The sports massage dates back to the ancient Greeks. Unlike many other fads, the practice still plays a key role in the athletic arena. For many elite athletes, it is one of the most essential elements of their training. Massage proponents claim that it improves their training, prevents injuries and hastens recovery. Improving range of motion is another one of its benefits.
The Horse Study
In 1999, a team of researchers in Concord, Massachusetts received a grant to study the effect of sports massage on range of motion in athletes. The study was rather unusual, because it was performed on race horses, instead of humans. The goal of this study was to determine whether therapeutic sports massage could increase an athlete’s range of motion.
Five horses of similar size, breed weight and age participated in the study. Prior to administering the massages, the research team measured the horses’ stride length and frequency of walk and trot, in order to assess their range of motion. Ultrasound images recorded of the diameters of the muscle bellies and tendons of the targeted muscles. After they got their measurements taken, the horses were treated to a 20-minute massage. The therapists used cross fiber friction, direct pressure and compression. At the completion of the massage, the range of motion measurements were taken again.

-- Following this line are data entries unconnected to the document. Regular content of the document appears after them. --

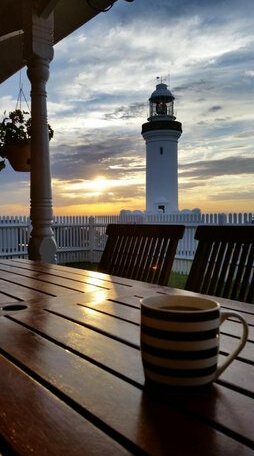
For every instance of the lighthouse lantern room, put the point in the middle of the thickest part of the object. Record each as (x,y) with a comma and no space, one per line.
(161,134)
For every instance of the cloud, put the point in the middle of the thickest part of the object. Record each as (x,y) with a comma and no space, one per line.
(233,196)
(209,169)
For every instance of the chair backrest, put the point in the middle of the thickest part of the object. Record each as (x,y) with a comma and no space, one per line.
(223,264)
(141,252)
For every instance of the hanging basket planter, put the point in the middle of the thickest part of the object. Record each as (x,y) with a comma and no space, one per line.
(15,140)
(19,156)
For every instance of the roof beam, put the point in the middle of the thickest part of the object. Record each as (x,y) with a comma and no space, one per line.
(46,7)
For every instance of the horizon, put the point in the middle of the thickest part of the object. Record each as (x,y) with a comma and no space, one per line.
(98,95)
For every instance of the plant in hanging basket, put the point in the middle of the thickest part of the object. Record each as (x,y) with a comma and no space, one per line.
(15,140)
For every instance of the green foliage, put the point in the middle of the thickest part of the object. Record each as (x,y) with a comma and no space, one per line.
(16,128)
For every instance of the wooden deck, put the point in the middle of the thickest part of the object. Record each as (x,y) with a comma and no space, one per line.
(71,377)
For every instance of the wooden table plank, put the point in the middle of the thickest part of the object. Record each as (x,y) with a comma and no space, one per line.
(99,348)
(34,285)
(79,354)
(124,409)
(43,424)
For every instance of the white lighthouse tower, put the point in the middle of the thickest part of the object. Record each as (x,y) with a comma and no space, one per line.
(161,134)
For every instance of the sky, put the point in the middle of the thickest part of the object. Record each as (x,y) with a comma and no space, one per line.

The researchers reported an increased range of motion in the horses, which was indicated This was demonstrated by an increase in stride length, combined with a decrease in stride frequency. The decrease in stride frequency meant that more distance was covered per stride.
Massage and the Mighty Mitochondria
In another groundbreaking study, researchers at McMaster University in Canada discovered that deep massage after an intense workout triggers muscle enlargement, as well as the growth of new mitochondria. Mitochondria are the power centers of our cells. Their role in converting nutrients into usable energy makes them crucial to athletic performance. Increasing your mitochondria within your cells enhances endurance, by increasing the rate that your muscles can utilize oxygen.
The research team asked their subjects to exercise to exhaustion on stationary bicycles. When the workout completed, each participant received a 10-minute massage on one leg. Muscle biopsies, which had been taken before and after the workout, showed increased muscle size and increased mitochondria in the massaged leg.
Aside from these important benefits, the pressure of massage can also enhance blood flow whilst increasing muscle temperature. A sports massage can also lower your heart rate, blood pressure and anxiety levels, resulting in improved mood and outlook on life. This is exactly what an athlete needs.